Zusammenfassend kann man sagen, dass er die allgemeinen Konzepte der Freudschen Theorie übernommen und um acht psychosoziale Phasen ergänzt hat. Erikson übernimmt Freuds Instanzenlehre, die Einteilung in Unbewusstes und Bewusstsein sowie seine psychosexuellen Phasen: Triebe und andere sogenannte intrapsychische Kräfte und vor allem der Sexualtrieb waren für Freud der hauptsächliche Auslöser für menschliches Verhalten und die psychische Entwicklung.
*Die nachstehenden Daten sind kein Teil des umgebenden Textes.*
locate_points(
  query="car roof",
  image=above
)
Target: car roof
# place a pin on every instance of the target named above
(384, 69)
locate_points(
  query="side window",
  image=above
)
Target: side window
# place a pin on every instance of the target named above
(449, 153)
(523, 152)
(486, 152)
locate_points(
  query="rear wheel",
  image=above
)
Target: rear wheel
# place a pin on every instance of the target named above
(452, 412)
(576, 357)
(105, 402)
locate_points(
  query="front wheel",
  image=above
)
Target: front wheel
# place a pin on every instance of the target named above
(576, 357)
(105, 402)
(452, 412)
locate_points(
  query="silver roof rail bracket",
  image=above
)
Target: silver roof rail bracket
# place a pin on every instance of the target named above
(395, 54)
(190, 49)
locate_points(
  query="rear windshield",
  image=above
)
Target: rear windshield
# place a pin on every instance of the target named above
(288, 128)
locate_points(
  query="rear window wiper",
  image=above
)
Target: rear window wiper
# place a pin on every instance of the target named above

Ein Trieb baue eine psychische Spannung auf, die nur durch die Befriedigung des triebauslösenden Bedürfnisses reduziert werden könne. Dagegen sieht Erikson Entwicklung eher als Lösung von Konflikten durch einander widerstrebende Kräfte. Freuds Meinung nach kann das lustorientierte Handeln des Menschen nur durch starke Kontrolle unterdrückt werden. Daher teilte er die menschliche Psyche in die Instanzen „Es“, „Ich“ und „Über-Ich“ ein. Das „Es“ stellt organische und durch Sozialisation erworbene Bedürfnisse dar, die oft unbewusst entstehen. Das „Es“ ist ein seit Geburt vorhandener psychischer Apparat, der die Triebe des Kindes ausbildet. Das „Über-Ich“ (Gewissen) steht dem „Es“ gegenüber und wird durch Erziehung, gesellschaftliche und kulturelle Normen, Werte und Vorschriften entwickelt. Das Gewissen bildet sich etwa im 5.Lebensjahr und lehrt die Menschen, sich an Normen zu halten. Das „Ich“ möchte sich der Umwelt anpassen, indem es die eigenen Bedürfnisse auf die gesellschaftlichen Rahmenbedingen abstimmt. Es hat die Funktion, zwischen Trieben und Normen zu vermitteln. Das „Ich“ ist bei Kindern im Alter von zwei bis drei nachweisbar, es hat die Funktion des Denkens, des Sprechens und der Wahrnehmung.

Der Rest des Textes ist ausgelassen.